The question rate is even poorer when you consider that one needs to subtract

  • Those you don't find interesting.
  • Where someone else has already answered perfectly.
  • When you don't know enough about the subject.

It's not impossible, we have had a week with an average question rate of 8 questions per day, and multiple days with 10 questions per day.

I have ideas and some stats as to why this might be but am interested in what other people think about why and what we could possibly do to get more questions.

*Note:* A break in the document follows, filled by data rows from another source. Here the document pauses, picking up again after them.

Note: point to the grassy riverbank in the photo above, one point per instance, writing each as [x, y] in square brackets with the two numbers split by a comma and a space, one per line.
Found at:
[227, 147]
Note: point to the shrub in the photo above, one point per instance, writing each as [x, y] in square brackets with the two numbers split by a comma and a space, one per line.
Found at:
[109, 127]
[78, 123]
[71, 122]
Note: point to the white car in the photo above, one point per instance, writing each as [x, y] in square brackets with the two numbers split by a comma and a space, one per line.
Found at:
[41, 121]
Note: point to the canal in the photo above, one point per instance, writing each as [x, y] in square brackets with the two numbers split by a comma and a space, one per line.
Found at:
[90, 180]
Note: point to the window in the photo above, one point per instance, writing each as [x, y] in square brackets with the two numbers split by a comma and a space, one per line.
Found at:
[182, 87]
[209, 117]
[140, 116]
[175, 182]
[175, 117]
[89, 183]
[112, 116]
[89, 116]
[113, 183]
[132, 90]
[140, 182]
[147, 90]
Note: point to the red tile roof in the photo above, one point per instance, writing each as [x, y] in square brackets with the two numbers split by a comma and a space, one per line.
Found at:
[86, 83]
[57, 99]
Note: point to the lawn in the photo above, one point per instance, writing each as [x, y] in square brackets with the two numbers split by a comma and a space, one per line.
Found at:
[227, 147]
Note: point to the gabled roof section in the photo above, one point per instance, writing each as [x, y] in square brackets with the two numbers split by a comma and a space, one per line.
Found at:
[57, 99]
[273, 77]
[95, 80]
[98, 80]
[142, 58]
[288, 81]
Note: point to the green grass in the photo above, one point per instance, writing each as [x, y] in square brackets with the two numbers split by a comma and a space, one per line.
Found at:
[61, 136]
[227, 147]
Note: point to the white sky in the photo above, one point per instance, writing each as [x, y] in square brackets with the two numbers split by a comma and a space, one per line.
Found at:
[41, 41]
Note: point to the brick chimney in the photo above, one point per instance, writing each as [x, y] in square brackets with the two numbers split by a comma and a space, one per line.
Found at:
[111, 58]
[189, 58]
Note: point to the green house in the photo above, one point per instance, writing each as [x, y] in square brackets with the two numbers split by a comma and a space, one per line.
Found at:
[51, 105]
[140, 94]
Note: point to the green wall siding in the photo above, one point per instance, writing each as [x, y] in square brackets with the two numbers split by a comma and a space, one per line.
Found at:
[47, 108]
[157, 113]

  • One trick is to edit old questions to bring them forward. Unanswered ones can look new & encourage new users to start with answers, then ask their own questions. Established questions can show new users some of our different topics, giving them ideas of what type of questions to ask. Old posts are good for adding views and maybe getting nto the HNQ list. It keeps the front page from looking the same every day. I just did a few. (By accident I think two were from the same OP.) It's not a big solution but hope it will help in the meantime! Commented Aug 23, 2018 at 23:24
  • A good way is to nurture people who's first post is an answer. Frequently a subject will catch someone's eye and they pop in to answer. If/when we don't use those opportunities as a way to welcome people and help them understand our system, they won't stay and ask a question! Commented Aug 28, 2018 at 3:58
  • 2
    It would help if high quality questions were not frequently closed on technicalities.
    – Qudit
    Commented Sep 5, 2018 at 22:04

5 Answers 5


I see two things we can do.

  1. Be nicer to new users who post for the first time. We now have the New Contributor Indicator! which has some guidences as well a reminder that the user is new. Wikipedia has an Assume good faith guidline, I try to apply it here as well.

  2. If you are an established user, post new questions. Yes maybe you can find the answer on the internet, but we want other people to find the answer HERE at TGO there is nothing wrong with posting and new question and answering it yourself as some users have been doing. Some people feel it is a flood of artificial questions! but in the end the community supports that is a good thing.

  • 1
    The new contributor post on meta.se has 157 downvotes so it may not be around for long. Your second point is what a lot of people don't seem to get Commented Aug 22, 2018 at 17:42
  • James, I agree all around. As you said "Assuming good faith," is so important. People need the benefit of the doubt. I love our New Contributor Indicator, and our clearer Code of Conduct. I never saw that Wikipedia guideline. It's excellent as well. @CharlieBrumbaugh, NCI may not officially last forever, but it's worth it. Re-training our minds is a constant part of human interaction, so anything that nudges us in the right direction can be key in growing the community. Commented Aug 24, 2018 at 3:18
  • I'd also add that being nicer to each other is another way of being nicer to new users. We set an example in our comment discussions, which is why Corporate is working so hard to control comments. Part of deciding whether or not to post on any community is seeing how other people are behaving. First impressions are not just the questions, but also the behavior surrounding them. That's not a criticism. It's easy, and natural, to forget that there are people who "look before they speak." Commented Aug 24, 2018 at 3:25

Speculative Answer:

English Language and Usage (ELU) has a similar problem, not with the number of questions per day, but with the number of interesting questions per day. This gets kicked around on their Meta periodically. Someone always suggests that the real experts on ELU should ask more questions, and one of the responses always is:

When I have a question, I can usually find the answer pretty quickly myself.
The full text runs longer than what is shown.